# Interpretable Machine Learning with SHAP Values

In [None]:
import pandas as pd
import shap
from sklearn.linear_model import LinearRegression
from sklearn.model_selection import train_test_split
from sklearn.ensemble import RandomForestRegressor
import numpy as np
import matplotlib.pyplot as plt
from ydata_profiling import ProfileReport

%matplotlib inline



shap.initjs()

np.random.seed(1234)

#selected_features = ['MedInc', 'HouseAge', 'AveRooms', 'AveBedrms', 'Population', 'AveOccup']
X, y = shap.datasets.california()

# combined dataframe
df = pd.DataFrame(X, columns=X.columns)
df['price'] = y

#X = X[selected_features]

In [None]:
X_train, X_test, y_train, y_test = train_test_split(X, y)

In [None]:
# # Generate a profile report

# # Or use the minimal option which might have fewer widget dependencies
# profile = ProfileReport(df, title="California Housing Dataset Profile", minimal=False)
# # Save the report to an HTML file
# profile.to_file("california_housing_report.html")
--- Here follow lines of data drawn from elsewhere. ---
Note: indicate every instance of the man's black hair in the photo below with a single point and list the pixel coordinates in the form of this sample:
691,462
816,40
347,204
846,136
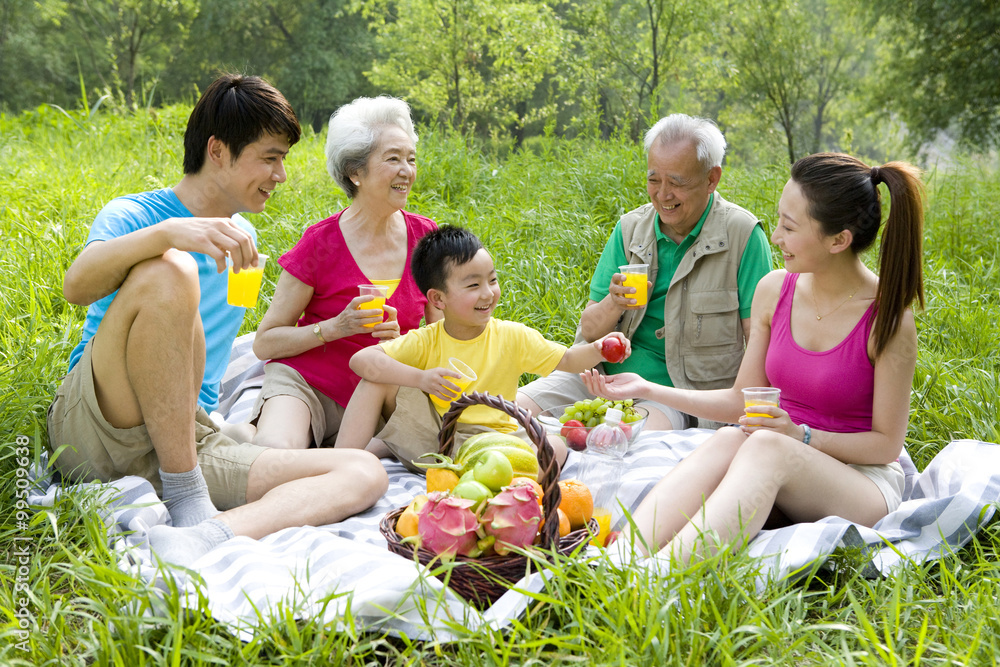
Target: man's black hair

# A Motivating Example: Linear Regression

Linear regression models are simply enough to be considered "intrinsically interpretable". The prediction from a linear model is simply the sum of the products of model coefficients and the variable values. 

$$
y = \beta_0 + \beta_1 x_1 + \dots + \beta_k x_k
$$

It might be tempting to use the magnitudes of the coefficients to determine the most important variables, but this would provide a misleading understanding of the model if the units of measure of the variables are different. 

In the California housing dataset, median income is measured in tens of thousands of dollars and the coefficient is 0.54, which is a similar magnitude to the rest of the coefficients. However, if we measure median income in dollars, then coefficient would 5 orders of magnitude greater than the rest of the coefficients and would be deemed the "most important" by magnitude. 

In [None]:
# Train a linear regression model using the specified features
linear_model_features = ['MedInc', 'HouseAge', 'AveRooms', 'AveOccup', 'Population', 'AveBedrms']
X_train_selected = X_train[linear_model_features]
X_test_selected = X_test[linear_model_features]

# Initialize and train the linear regression model
linear_model = LinearRegression()
linear_model.fit(X_train_selected, y_train)

# Print the model coefficients
coefficients = pd.DataFrame({
    'Feature': linear_model_features,
    'Coefficient': linear_model.coef_
})
print("Linear Regression Coefficients:")
print(coefficients)
print(f"\nIntercept: {linear_model.intercept_:.4f}")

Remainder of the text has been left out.